Their 2007 release, Neon Bible, was a huge commercial and critical success, which helped the group find a mainstream audience. But with its focus on the environment, terrorism and celebrity culture, it felt every bit as preachy as the televangelists that the album's title was supposed to mock. Their live shows saw the frontman Win Butler resembling a wild-eyed cult leader, barking orders at his band and the audience alike. Then there were the song titles, laden with brackets and Roman numerals, resembling instructions for building flat-pack furniture. It just all seemed a little bit silly.

Thankfully, The Suburbs sees the Texan-Haitian-French Canadian septet crafting a sound that is less ostentatious than before and telling a story that is far more personal. It is an album about living in the suburban sprawl during the 1980s - a love letter to a simpler time. Gone are the giant string arrangements and brass sections (one song on Neon Bible even featured a church organ) - instead, many of the tunes fit around a simple acoustic guitar part. No release that pays homage to the 1980s would be complete without a few synthesisers and this album obliges, albeit with tremendous subtlety.

It kicks off with the upbeat piano-driven title track, The Suburbs, a nostalgic jaunt in which Butler recalls the rivalries of old: "You always seemed so sure/That one day we would be fighting/In a suburban war/Your part of town against mine." Empty Room starts with a violin flurry that could accompany a 1950s washing-up powder advertisement, before stomping drums and guitars remind us of the Arcade Fire of old.

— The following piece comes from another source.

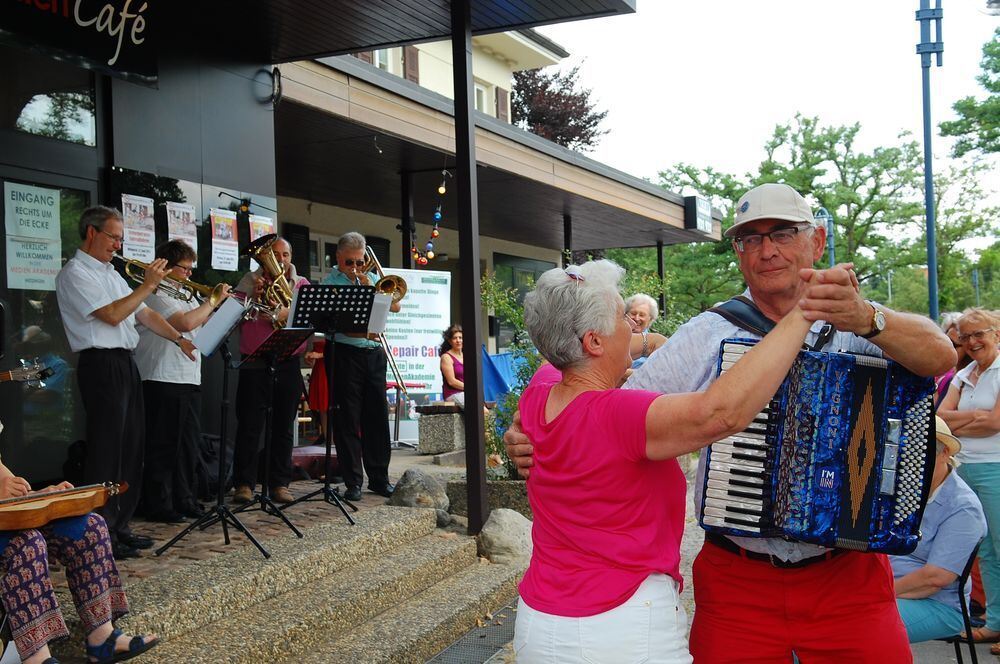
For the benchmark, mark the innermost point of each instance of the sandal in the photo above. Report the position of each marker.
(105, 652)
(979, 635)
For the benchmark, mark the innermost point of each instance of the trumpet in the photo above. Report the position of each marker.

The record lacks the kind of knock-out tracks that made Funeral so essential, such as Neighborhood #3 (Power Out), Wake Up or Rebellion (Lies) - but The Suburbs certainly isn't short on great tunes. The slow-paced City With No Children has the most glorious, meandering bassline in recent memory and Butler commands the track with the delicate power of Nebraska-era Bruce Springsteen. A slowly echoing synth provides the album with its most emotionally resonant moment on the the gorgeously understated Half Light II (No Celebration). Tucked away towards the end, Sprawl II (Mountains Beyond Mountains) features the ghostly vocals of Régine Chassagne (the group's multi-instrumentalist and Butler's wife) accompanied by further excellent electronic elements and one of the album's catchiest choruses - reminiscent of the British synth-pop group OMD.

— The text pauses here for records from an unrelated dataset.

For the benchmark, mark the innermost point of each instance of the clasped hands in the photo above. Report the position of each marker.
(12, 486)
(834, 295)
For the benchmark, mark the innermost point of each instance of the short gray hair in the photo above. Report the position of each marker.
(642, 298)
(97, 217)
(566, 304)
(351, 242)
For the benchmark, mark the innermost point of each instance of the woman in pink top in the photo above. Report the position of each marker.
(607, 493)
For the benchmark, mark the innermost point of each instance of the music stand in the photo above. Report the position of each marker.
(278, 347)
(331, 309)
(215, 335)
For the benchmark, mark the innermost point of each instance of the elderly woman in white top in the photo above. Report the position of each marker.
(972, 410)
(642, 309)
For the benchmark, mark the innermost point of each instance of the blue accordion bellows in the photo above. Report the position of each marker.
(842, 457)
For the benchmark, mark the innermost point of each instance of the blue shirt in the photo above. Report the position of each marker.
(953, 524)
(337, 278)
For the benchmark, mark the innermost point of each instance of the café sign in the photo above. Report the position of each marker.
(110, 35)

While the band have clearly refined their sound by honing in their excesses, the record itself is rather long-winded. At 16 tracks and more than an hour in length, the group's ode to perpetual childhood actually feels like it might go on forever. What's more, even when discussing the whimsy and innocence of youth, the agitated Butler shows little sign of lightening up. Arcade Fire have produced an album that departs from its predecessors both musically and emotionally, but without losing any of the group's distinctiveness. While newcomers may feel bogged down by the sheer amount of music here, there are enough moments of brilliance for even the biggest sceptic to see the group in a different light.